When we understand that man is the only animal who must create meaning, who must open a wedge into neutral nature, we already understand the essence of love. Love is the problem of an animal who must find life, create a dialogue with nature in order to experience his own being. ~ Ernest Becker












One morning last week, I stepped out into a world of silence. The night had cast an eerie white frost over everything: leaves, grass, car windows, fallen pears, sentinel pumpkins, cobwebs. The pointed limbs on the bare trees suddenly looked like a Tim Burton-esque study of frozen finger tips, milky white and admonitory. As the sun struggled to rise in the sky, the shadows moved throughout the yard, releasing patches of land to warm in the sunshine. If I listened closely enough, I could hear the quiet, subtle thaw breaking and melting the tiny ice crystals, recolorizing the world in reds and greens and oranges and yellows, and restoring life to the fields and trees and thickets for one more day, at least. But after a deep freeze, there is life that hides away unseen, remains suspended until the spring, or does not return, and today, despite the warming sun that broke my sleep with the promise of blue sky early this morning, there is, amidst the fluttering of leaves, the intermittent thudding of the pears that still fall, ripe and heavy to the ground, and the occasional splash and brush of wing on water as the geese and ducks navigate their departure for softer climes, a silence that catches my ear, a silence reflecting the absence of the constant buzz and hum and song of the crickets and bees and songbirds that offered up palpable, vibrational echoes of the life that quietly surrounds us in the warmer months. The leaves have been swept away by the bluster of the fall winds, opening up the view beyond our stone wall, and bringing in thoughts of winter. I know now that winter is coming, with its long stretches of quiet and cold and absolute stillness, and I fill with dread at the thought of spending another winter unable to take part in the unexpected festival of snow and ice, in the rush and swoosh of skiing fast, and the serenity of a mid-winter woods walk. And as I mourn the crickets and the loss of light, I must also celebrate these changes, find the stirrings of life in my own seasonal shifts and tides, and stay open to the possibilities, even as I steel myself against the phantoms that have blown in with the chill to pester me with shadows of last winter’s gloom.

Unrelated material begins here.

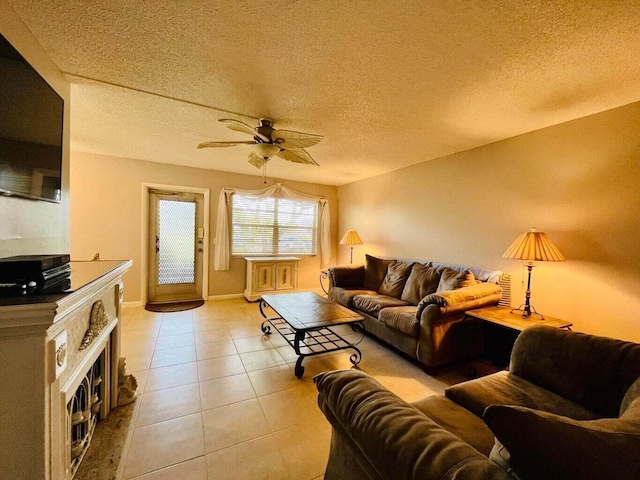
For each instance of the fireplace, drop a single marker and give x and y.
(60, 355)
(83, 412)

I must trust that this winter will be different, that I'll be able to stay connected to the pulse of nature, listen with an open heart, deepen my healing, continue to grow and feel strong and healthy, feel the spin of earth beneath my feet, close my eyes, and enjoy the ride, wherever I go, whatever comes my way, whatever I find, whatever I learn. Perhaps the colors and warmth and jam we've stocked up on will brighten even the bleakest winter days. And perhaps Winter will surprise us, and bring about a new lustre of hope and festivity that will line our days with gold: wherever I go, here I am.

Climb the mountains and get their good tidings. Nature's peace will flow into you as sunshine flows into trees. The winds will blow their own freshness into you... while cares will drop off like autumn leaves. ~ John Muir

1 comment:

Mike M said...

Love this, and the John Muir quote at the end is one of my favorites. Thank you for sharing.